"Improved “weather forecasts” for oceans hold hope for reducing devastation to fisheries and ecosystems around the world"
"In the summer of 2015, Laurie Weitkamp was walking on the beach near her coastal Oregon home when she saw something strange: The water was purple. A colony of tunicates, squishy cylindrical critters that rarely come to shore, had congregated in a swarm so thick that you could scoop them out of the water with your hand. “I’d never seen anything like it,” she says.

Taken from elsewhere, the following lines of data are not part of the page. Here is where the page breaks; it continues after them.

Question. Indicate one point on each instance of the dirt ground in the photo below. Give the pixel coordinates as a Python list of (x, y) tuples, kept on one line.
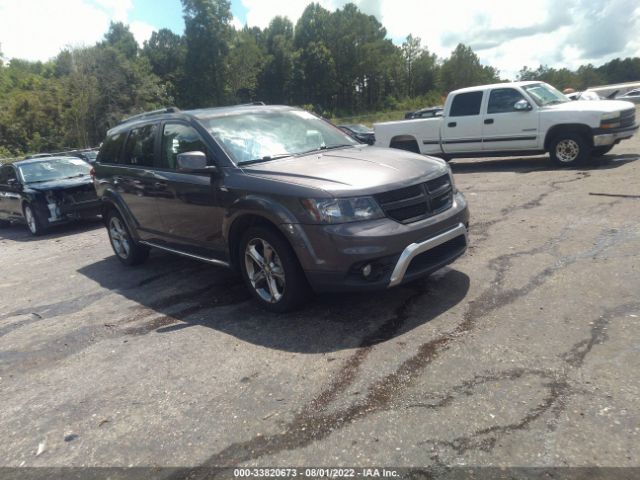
[(525, 352)]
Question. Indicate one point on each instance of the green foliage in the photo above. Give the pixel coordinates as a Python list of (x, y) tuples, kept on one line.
[(338, 63)]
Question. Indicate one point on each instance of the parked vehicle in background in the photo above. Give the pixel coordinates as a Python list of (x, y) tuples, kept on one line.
[(428, 112), (360, 132), (281, 195), (520, 118), (586, 95), (88, 155), (630, 96), (46, 191)]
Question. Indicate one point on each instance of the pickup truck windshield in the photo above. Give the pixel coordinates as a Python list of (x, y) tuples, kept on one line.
[(544, 94), (263, 136)]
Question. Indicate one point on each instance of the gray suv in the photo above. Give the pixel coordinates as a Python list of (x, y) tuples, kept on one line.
[(281, 195)]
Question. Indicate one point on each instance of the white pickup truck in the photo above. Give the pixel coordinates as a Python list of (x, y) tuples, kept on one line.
[(520, 118)]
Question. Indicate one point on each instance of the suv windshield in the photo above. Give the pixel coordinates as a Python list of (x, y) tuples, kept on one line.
[(53, 169), (262, 136), (544, 94)]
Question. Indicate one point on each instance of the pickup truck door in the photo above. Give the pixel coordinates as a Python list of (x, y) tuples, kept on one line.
[(507, 128), (462, 126)]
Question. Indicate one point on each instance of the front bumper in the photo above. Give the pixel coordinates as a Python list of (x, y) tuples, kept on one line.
[(333, 256), (604, 137)]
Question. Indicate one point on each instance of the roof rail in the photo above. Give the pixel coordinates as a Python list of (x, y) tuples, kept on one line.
[(151, 114)]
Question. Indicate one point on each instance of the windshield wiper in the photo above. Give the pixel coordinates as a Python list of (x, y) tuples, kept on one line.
[(324, 147), (266, 158)]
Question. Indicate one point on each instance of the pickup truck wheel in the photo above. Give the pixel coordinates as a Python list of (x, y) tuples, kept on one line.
[(569, 149), (35, 224), (271, 270), (125, 248), (599, 151)]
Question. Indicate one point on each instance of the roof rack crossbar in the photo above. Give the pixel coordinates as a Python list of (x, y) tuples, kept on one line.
[(151, 114)]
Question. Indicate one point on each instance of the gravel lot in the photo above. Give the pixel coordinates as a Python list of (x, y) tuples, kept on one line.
[(525, 352)]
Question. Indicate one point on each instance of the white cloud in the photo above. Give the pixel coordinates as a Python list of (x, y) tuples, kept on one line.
[(505, 34)]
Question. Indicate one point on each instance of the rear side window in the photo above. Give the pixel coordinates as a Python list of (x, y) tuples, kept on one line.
[(177, 138), (140, 146), (111, 148), (502, 100), (466, 104)]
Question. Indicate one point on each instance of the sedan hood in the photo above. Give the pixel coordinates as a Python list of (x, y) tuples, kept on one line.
[(596, 106), (61, 184), (352, 171)]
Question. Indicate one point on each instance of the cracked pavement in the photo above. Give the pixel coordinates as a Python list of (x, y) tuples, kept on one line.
[(525, 352)]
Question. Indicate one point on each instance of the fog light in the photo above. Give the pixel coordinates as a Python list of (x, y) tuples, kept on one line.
[(366, 270)]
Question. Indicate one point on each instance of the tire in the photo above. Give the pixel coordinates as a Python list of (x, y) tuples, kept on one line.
[(282, 286), (569, 149), (408, 145), (600, 151), (36, 225), (126, 249)]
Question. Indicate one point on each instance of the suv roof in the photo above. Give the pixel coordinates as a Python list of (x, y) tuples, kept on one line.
[(201, 113)]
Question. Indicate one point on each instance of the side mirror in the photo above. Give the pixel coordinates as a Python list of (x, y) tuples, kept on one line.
[(522, 106), (194, 162)]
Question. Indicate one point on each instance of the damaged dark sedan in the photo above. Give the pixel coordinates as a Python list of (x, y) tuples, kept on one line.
[(46, 191)]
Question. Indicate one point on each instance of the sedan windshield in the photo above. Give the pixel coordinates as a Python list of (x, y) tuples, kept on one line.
[(53, 169), (267, 135), (544, 94)]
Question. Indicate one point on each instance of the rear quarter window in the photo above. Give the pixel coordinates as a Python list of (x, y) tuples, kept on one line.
[(111, 149), (466, 104)]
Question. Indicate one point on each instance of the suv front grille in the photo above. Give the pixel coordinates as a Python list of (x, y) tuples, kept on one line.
[(417, 202), (628, 118)]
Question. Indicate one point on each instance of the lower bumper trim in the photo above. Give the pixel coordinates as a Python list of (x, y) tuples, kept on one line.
[(416, 249)]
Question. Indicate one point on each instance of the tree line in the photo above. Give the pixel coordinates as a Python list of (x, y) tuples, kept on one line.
[(335, 63)]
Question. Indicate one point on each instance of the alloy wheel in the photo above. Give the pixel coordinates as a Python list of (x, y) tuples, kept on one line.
[(264, 269)]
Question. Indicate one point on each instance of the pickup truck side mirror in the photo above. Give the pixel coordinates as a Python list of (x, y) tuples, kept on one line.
[(522, 106), (194, 162)]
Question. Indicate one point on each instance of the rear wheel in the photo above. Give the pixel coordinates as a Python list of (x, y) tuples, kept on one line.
[(599, 151), (569, 149), (125, 248), (35, 224), (271, 270)]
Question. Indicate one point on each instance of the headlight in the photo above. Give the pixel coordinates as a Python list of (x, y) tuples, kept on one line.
[(610, 120), (342, 210)]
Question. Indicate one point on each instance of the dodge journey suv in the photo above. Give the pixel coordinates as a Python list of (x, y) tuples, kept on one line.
[(281, 195)]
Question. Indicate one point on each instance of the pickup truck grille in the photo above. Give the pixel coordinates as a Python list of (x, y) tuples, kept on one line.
[(417, 202), (628, 118)]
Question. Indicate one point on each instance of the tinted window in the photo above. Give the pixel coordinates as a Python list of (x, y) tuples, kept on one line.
[(111, 148), (7, 173), (502, 100), (177, 139), (466, 104), (139, 147)]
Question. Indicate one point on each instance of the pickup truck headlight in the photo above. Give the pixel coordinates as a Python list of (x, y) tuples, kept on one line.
[(342, 210), (610, 120)]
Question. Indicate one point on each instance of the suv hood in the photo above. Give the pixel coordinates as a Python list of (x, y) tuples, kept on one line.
[(60, 184), (352, 171), (596, 106)]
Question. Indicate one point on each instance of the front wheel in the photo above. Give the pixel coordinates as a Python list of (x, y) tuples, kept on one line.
[(599, 151), (125, 248), (569, 149), (35, 224), (271, 270)]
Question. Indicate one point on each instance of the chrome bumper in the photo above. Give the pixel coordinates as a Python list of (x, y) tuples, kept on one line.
[(416, 249)]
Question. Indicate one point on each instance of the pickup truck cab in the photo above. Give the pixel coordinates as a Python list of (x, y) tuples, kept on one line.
[(519, 118)]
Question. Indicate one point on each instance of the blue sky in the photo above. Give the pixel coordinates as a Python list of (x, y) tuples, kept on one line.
[(558, 34)]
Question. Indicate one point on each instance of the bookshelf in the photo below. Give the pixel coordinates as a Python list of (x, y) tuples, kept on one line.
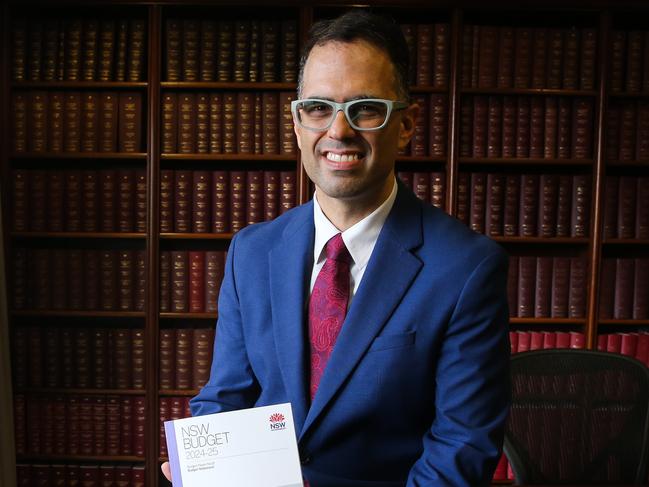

Weitkamp, a research fisheries biologist with the Northwest Fisheries Science Center in Newport, Oregon, knew that something had been afoot in the northeast part of the Pacific Ocean since the fall of 2013, which was unusually sunny, warm and calm. A mass of warm water stretched from Mexico to Alaska and lingered through 2016, disrupting marine life. Tunicates weren’t the only creature affected; sea nettle jellyfish all but disappeared, while water jellyfish populations moved north to take their place, and young salmon starved to death out at sea, according to a report by Weitkamp and colleagues. Scientists dubbed this event “The Blob.”

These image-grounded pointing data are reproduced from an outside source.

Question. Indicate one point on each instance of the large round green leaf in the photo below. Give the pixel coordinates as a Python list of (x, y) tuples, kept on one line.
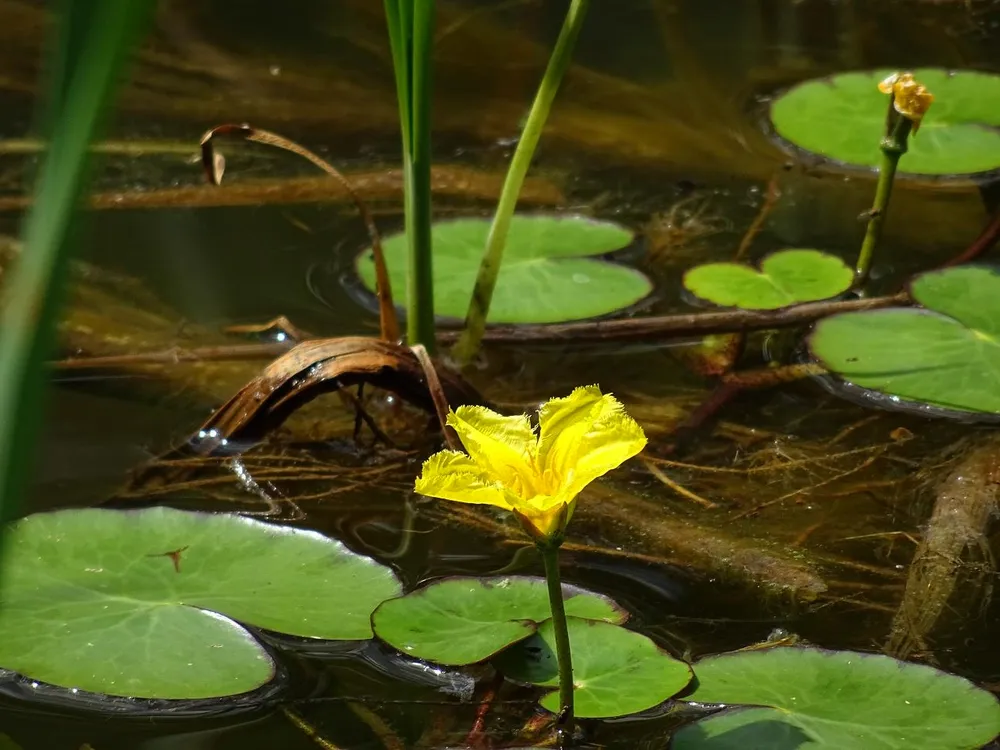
[(547, 275), (131, 603), (460, 621), (786, 277), (843, 118), (616, 672), (811, 698), (946, 354)]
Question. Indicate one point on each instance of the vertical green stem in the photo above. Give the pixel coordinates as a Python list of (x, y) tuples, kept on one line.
[(411, 37), (94, 39), (550, 556), (893, 147), (475, 320), (420, 291)]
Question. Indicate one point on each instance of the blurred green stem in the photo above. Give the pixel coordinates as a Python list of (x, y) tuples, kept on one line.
[(93, 40), (411, 37), (550, 557), (893, 146), (479, 306)]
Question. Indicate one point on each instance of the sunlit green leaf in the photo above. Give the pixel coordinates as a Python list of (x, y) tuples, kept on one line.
[(843, 118), (841, 700), (785, 278), (467, 620), (946, 353), (616, 672), (131, 603), (548, 273)]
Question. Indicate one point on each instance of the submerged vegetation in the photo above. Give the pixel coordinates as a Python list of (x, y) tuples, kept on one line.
[(706, 513)]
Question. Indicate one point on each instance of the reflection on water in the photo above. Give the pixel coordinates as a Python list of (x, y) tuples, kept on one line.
[(808, 506)]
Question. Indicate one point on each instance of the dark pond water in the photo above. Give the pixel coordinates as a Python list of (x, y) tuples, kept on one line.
[(805, 508)]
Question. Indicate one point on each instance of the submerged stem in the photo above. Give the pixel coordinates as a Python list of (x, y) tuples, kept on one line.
[(893, 146), (489, 268), (550, 556)]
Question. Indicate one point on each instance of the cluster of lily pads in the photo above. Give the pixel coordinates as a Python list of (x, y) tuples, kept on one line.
[(164, 603)]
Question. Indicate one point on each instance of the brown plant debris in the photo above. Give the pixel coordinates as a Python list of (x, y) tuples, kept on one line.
[(950, 576)]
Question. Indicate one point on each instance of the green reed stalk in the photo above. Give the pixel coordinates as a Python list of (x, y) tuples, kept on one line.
[(411, 37), (479, 306), (92, 42), (893, 146), (550, 557)]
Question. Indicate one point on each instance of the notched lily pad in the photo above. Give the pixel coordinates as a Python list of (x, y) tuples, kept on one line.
[(843, 117), (787, 277), (549, 272), (138, 603), (616, 672), (945, 354), (807, 697), (458, 621)]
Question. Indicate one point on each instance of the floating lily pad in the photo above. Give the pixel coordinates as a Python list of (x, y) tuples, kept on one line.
[(548, 273), (945, 354), (843, 118), (459, 621), (787, 277), (811, 698), (615, 672), (137, 603)]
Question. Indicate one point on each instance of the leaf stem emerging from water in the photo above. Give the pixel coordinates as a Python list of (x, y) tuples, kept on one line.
[(479, 306), (550, 557), (411, 37)]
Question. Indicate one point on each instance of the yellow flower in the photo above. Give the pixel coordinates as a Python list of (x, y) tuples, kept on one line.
[(537, 476), (909, 97)]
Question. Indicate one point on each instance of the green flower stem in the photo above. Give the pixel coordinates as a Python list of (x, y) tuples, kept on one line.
[(411, 37), (893, 147), (550, 556), (479, 306)]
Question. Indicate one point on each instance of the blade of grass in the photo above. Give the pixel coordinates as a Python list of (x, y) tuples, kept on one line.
[(479, 306), (92, 42), (411, 30)]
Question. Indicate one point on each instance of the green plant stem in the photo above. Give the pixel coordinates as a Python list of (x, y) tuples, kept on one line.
[(550, 557), (411, 37), (93, 41), (475, 320), (893, 147)]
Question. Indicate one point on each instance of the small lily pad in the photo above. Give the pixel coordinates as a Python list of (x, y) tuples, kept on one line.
[(458, 621), (548, 275), (946, 353), (786, 277), (812, 698), (616, 672), (843, 119), (138, 603)]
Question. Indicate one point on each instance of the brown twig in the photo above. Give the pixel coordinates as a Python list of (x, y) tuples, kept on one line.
[(986, 239), (437, 395), (214, 165), (678, 326), (653, 469), (477, 735)]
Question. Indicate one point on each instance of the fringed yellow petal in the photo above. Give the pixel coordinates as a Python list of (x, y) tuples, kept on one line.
[(450, 475), (909, 97), (502, 446), (583, 437)]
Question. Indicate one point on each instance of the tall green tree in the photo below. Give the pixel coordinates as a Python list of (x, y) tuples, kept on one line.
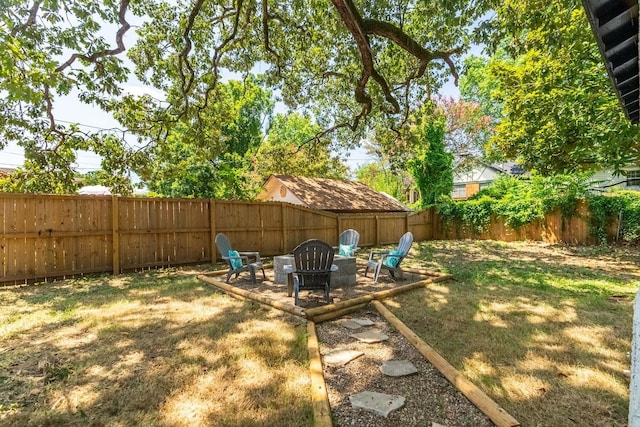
[(350, 64), (559, 112)]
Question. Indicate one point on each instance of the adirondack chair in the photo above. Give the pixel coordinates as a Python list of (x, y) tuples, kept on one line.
[(389, 260), (348, 242), (312, 267), (238, 261)]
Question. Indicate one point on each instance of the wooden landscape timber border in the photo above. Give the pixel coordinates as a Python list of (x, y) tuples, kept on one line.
[(490, 408)]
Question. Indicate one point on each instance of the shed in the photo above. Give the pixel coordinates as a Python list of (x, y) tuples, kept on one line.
[(332, 195), (615, 26)]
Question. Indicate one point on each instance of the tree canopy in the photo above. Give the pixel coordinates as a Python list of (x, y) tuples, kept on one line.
[(346, 63)]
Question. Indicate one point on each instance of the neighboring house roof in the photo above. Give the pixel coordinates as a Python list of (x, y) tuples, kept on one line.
[(615, 26), (100, 190), (328, 194), (484, 172)]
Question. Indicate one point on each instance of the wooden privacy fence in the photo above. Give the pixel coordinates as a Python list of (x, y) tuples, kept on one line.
[(50, 236)]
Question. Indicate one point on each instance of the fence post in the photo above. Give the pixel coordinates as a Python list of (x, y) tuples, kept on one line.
[(406, 222), (115, 228), (634, 387), (212, 225)]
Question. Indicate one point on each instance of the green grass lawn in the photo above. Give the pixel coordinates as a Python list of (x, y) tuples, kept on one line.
[(543, 330), (155, 348)]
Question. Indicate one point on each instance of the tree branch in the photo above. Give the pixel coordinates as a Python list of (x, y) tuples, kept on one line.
[(265, 32), (33, 12)]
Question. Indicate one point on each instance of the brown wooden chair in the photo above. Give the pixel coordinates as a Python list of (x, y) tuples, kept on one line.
[(313, 264), (389, 260)]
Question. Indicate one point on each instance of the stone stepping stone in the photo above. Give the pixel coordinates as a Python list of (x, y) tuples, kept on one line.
[(398, 368), (370, 337), (362, 321), (340, 356), (379, 403), (350, 324)]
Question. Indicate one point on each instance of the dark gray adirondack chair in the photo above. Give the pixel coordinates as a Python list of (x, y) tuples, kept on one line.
[(238, 261), (312, 267), (389, 260), (349, 237)]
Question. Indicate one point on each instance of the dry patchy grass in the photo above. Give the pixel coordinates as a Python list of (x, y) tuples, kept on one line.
[(544, 330), (157, 348)]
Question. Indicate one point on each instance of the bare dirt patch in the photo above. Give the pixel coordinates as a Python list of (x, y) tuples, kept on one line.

Marine heat waves like The Blob have cropped up around the globe more and more often over the past few decades. Scientists expect climate change to make them even more common and long lasting, harming vulnerable aquatic species as well as human enterprises such as fishing that revolve around on ocean ecosystems. But there’s no reliable way to know when one is about to hit, which means that fishers and wildlife managers are left scrambling to reduce harm in real time."